CHAPTER FIVE -- GENERAL PRINCIPLES

Text: "Thou shalt love thy neighbor as thyself." --(Matthew 22:39)

The Command of God

      The Hebrews of old did not have the use of coined money of a certain weight; therefore they weighed all the silver and gold they used in trade (Cruden, 738). God had commanded,

"Ye shall do no unrighteousness in judgment, in meteyard, in weight, or in measure, Just balances, just weights, a just ephah, and a just hin shall ye have: I am the Lord your God, which brought you out of the land of Egypt." --(Leviticus 19:35,36}

Again,

"Thou shalt not have in thy bag divers weights, a great and a small. Thou shalt not have in thine house divers measures, a great and a small. But thou shalt have a perfect and just weight, a perfect and just measure shalt thou have: that thy days may be lengthened in the land which the Lord thy God giveth thee. For all that do such things, and all that do unrighteously, are an abomination unto the Lord thy God." --(Deuteronomy 25:13-16)

And again,

"Shall I count them pure with the wicked balances, and with the bag of deceitful weights?" --(Micah 6:11)

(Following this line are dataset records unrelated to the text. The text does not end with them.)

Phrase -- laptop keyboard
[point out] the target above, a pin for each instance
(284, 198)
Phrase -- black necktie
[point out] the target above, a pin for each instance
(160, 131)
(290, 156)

Therefore, as Alexander Cruden related, the term "shekel of the sanctuary" expressed a just and exact weight according to the standards that were kept in the Tabernacle, and later in the Temple (Cruden, 738).

Gold

      Even the casual reader of the Bible knows gold was used in the Old Testament to represent Jehovah. The Ark of the Covenant, the pot of manna, the Altar of Incense, the Candlestick, the Table of Shewbread, the Golden Censer, the dishes, the spoons, their covers, and the bowls, even the boards of the Tabernacle were of gold. (Hebrews9:4; Exodus 30:1; 25:31,36, 29; 26:29}

     When men became ungrateful for the knowledge God had given them of Himself, they turned aside to worship the works of their hands and their understanding was darkened. Still, however, they continued to represent deity with gold. In his poems, Homer depicted Zeus, the "giver of life to all: to men as well as to nations", as clothing himself with gold. His palace was floored with gold, and his horses had manes of gold. Even the whip he held was of gold.

      Aphrodite, the goddess of love and beauty, was said to be golden. Everything that was beautiful and precious was depicted as golden because gold not only possesses beauty, but is inherently valuable. God made it this way.

     Since gold is durable and portable, from antiquity, it has been chosen, along with silver, as the medium of exchange; however, under Roman tyranny, a creditor was obliged to take in payment whatever the government was coining. In the Lex Cornelia, a penalty was exacted against anyone refusing to accept it. Serious debasements of the coinage occurred, particularly during the time of Hannibal's invasion. The law was not seriously questioned, however, until the time of Sulla, and it was not until the time of Diocletian that a change was made and gold was made to pass by weight (White, 38).